Pure i miei lettori italiani, però, dovrebbero ricordare bene che nel 2008 Putin aveva già raggiunto, per la prima volta nella sua carriera presidenziale, il limite costituzionale di due mandati consecutivi. All’epoca aveva regolato la questione lasciando fare a Dmitry Medvedev un mandato «di pausa»: per poi tornare e farne altri due. Ma negli ultimi anni gli analisti sostengono che Putin non sarebbe più disposto di concedere la custodia temporanea della carica suprema ad altre persone, nemmeno al tanto fidato Medvedev. E quindi starebbe cercando altri modi di rimanere al potere anche dopo il 2024. Non si capisce molto perché lo voglia fare. Potrei esprimere alcune idee in merito, ma l’argomento del post odierno è un altro.

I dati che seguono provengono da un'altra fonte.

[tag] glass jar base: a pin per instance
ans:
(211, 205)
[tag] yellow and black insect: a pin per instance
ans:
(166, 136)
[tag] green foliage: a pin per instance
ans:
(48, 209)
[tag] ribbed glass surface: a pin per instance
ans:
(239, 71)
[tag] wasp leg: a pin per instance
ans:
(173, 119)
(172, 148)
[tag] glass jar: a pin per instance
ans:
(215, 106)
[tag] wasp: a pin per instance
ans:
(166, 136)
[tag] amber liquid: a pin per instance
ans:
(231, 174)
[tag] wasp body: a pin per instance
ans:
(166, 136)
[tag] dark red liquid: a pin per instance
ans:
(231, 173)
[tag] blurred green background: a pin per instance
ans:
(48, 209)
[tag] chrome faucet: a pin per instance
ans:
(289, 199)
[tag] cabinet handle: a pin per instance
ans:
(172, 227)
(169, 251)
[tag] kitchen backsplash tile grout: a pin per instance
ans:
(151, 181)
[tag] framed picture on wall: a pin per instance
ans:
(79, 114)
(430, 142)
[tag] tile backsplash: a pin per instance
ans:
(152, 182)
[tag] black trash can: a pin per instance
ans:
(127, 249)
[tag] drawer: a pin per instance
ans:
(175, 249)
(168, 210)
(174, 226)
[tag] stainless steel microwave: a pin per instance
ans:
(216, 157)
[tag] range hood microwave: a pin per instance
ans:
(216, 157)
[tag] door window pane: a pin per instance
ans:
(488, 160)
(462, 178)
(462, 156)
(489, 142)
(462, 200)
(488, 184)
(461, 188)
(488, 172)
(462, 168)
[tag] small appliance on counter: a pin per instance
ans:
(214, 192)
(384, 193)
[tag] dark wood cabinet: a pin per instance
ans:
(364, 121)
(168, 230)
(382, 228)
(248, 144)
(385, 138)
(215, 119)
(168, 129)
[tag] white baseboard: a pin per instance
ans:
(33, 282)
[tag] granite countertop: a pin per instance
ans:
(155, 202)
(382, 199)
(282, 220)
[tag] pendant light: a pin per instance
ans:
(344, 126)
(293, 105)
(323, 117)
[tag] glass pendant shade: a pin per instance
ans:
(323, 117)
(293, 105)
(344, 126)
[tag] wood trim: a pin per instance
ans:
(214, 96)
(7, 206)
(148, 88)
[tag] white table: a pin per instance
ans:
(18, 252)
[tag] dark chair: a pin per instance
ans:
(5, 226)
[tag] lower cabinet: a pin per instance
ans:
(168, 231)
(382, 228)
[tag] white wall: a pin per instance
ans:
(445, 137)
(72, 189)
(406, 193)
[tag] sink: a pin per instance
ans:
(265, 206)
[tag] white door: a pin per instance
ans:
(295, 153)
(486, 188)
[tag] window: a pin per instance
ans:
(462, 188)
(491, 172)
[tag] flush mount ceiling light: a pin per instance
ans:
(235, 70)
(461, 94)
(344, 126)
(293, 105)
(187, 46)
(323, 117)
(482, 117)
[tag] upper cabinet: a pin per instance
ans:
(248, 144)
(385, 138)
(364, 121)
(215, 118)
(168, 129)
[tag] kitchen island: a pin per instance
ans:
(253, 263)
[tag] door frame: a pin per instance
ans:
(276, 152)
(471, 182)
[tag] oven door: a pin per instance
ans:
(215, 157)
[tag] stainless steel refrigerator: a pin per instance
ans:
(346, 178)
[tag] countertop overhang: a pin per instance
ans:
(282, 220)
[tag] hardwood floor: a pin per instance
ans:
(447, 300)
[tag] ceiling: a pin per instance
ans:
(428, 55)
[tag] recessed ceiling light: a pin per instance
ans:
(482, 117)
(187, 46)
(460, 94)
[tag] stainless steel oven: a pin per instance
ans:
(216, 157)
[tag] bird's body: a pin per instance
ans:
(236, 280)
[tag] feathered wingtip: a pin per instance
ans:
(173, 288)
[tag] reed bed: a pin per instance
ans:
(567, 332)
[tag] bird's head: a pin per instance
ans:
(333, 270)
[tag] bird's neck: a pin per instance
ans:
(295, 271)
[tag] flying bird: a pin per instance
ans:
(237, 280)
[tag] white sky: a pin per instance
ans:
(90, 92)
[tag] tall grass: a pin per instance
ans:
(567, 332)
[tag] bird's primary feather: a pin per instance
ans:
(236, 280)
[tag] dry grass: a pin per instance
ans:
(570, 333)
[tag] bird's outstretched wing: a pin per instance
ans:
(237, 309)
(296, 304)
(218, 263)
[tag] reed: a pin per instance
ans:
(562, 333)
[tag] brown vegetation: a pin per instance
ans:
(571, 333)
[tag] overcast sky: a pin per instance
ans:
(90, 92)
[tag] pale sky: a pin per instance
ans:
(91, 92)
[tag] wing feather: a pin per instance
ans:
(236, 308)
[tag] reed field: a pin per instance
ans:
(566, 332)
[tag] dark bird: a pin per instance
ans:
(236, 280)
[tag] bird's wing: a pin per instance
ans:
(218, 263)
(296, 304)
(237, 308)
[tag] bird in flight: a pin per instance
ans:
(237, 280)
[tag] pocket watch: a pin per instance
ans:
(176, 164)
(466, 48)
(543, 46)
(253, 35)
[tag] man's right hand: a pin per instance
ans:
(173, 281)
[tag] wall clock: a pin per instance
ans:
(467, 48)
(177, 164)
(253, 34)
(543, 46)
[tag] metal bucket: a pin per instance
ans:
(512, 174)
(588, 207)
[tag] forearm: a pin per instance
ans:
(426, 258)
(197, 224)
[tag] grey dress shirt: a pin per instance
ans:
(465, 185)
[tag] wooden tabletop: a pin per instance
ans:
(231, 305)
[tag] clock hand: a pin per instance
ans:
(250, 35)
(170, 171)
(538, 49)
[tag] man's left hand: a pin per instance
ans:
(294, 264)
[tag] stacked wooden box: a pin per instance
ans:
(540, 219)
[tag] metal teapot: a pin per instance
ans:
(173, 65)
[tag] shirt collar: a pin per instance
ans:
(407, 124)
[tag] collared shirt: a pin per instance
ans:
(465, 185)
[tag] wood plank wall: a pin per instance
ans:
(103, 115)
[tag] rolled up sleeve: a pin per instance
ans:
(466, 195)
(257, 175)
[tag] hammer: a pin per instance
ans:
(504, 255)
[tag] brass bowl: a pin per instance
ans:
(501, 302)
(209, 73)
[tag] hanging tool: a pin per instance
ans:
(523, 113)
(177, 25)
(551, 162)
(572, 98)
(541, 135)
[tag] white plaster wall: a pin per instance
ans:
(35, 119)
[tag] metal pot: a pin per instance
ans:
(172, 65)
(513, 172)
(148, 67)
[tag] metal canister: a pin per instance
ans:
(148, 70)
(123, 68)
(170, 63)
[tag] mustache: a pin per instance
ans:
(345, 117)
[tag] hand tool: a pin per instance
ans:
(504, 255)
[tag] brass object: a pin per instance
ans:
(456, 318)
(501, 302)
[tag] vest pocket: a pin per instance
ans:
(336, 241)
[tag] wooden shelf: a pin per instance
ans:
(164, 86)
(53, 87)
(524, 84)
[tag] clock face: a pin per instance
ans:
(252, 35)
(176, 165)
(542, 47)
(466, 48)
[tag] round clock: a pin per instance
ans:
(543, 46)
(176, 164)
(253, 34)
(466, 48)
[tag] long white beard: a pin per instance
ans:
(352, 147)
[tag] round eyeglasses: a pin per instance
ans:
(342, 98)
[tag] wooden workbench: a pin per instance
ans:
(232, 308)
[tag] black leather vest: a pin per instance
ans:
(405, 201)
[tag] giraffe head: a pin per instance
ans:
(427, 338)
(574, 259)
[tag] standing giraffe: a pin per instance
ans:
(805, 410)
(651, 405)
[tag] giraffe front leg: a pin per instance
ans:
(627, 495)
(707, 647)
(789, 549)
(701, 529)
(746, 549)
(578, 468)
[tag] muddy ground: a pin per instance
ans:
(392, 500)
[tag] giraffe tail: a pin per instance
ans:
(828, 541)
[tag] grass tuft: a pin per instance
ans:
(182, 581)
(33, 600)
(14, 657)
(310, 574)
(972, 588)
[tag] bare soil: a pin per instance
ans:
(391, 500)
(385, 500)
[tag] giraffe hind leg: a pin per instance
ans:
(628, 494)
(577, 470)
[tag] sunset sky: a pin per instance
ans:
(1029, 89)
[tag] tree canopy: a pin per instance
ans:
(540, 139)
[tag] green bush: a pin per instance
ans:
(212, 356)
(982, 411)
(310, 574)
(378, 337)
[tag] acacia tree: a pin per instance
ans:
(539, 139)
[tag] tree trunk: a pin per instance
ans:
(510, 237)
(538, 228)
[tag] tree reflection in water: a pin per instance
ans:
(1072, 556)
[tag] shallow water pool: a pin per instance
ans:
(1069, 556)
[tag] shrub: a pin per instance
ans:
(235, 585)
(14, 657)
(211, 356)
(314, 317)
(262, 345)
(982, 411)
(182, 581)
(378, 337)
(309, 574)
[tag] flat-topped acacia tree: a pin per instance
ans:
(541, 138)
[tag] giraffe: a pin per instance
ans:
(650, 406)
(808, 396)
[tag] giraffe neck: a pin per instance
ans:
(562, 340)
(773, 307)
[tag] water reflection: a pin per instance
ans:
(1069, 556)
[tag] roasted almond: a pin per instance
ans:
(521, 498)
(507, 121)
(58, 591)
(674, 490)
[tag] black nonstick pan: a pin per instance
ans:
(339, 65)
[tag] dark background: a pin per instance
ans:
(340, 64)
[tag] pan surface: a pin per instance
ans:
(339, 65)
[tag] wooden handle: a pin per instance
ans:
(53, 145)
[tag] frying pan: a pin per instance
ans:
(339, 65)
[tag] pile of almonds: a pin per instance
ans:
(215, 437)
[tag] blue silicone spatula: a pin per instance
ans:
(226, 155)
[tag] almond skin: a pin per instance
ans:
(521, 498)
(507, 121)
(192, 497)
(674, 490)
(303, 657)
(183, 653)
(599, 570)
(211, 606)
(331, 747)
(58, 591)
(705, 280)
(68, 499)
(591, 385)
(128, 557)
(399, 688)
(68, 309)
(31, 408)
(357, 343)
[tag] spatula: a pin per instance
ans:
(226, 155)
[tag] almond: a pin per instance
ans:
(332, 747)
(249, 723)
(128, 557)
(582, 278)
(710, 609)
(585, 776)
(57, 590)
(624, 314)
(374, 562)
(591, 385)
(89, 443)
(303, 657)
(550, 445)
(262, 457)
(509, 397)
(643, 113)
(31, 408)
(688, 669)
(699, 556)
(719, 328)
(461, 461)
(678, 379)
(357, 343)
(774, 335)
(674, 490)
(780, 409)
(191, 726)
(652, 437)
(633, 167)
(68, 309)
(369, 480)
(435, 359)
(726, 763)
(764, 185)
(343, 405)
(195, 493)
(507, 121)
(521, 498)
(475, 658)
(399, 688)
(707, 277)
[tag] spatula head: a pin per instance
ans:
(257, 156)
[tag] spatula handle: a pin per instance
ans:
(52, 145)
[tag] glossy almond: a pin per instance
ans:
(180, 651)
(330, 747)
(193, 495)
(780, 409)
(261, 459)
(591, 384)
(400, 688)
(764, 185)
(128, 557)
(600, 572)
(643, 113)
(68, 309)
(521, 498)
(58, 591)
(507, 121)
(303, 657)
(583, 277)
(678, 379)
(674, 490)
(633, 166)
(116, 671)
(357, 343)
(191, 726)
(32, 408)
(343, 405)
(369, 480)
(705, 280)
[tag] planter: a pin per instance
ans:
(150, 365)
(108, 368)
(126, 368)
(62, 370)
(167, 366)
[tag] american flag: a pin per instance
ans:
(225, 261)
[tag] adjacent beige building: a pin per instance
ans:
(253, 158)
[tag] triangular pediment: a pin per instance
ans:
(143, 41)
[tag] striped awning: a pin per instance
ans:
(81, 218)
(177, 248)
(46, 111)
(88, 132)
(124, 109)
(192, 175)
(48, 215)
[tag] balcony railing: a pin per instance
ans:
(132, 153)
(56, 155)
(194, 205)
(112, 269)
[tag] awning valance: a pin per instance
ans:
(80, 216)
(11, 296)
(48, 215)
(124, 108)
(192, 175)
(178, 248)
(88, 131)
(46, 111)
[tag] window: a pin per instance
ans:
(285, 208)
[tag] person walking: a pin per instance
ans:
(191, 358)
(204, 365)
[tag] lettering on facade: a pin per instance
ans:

Torniamo al discorso davanti alle Camere. Esso si è concluso con una proposta (nel linguaggio politico putiniano è un sinonimo di ordine) della riforma costituzionale. Essa consisterebbe, secondo Putin, nel trasferimento al Parlamento di alcune funzioni attualmente spettanti al Presidente. Così, dovrebbe passare al Parlamento il compito di nominare il Primo ministro e di confermare tutti i membri del Governo da egli proposti. Allo stesso tempo, il Presidente dovrebbe conservare, secondo Putin, il potere di sospendere il Primo ministro e i membri del Governo dai loro incarichi nei casi «della mancata fiducia» e «dello svolgimento inadeguato delle funzioni».
Cosa possiamo dedurre da questa proposta? Considerata l’obbedienza del Parlamento russo al Presidente, possiamo dedurre che Putin abbia deciso di creare un incarico di importanza primaria da ricoprire in prima persona dopo il 2024. Attribuendo al Parlamento il ruolo prevalente rispetto a quello del Presidente della Federazione Russa, potrebbe magicamente diventare il Presidente del Consiglio federale (la Camera alta del Parlamento). Per questo incarico nemmeno nella Costituzione attuale è previsto alcun limite di mandati ricopribile dalla medesima persona.
Non so ancora se ho indovinato. Ma nel caso positivo, tra quattro anni, dirò che non è stato particolarmente difficile.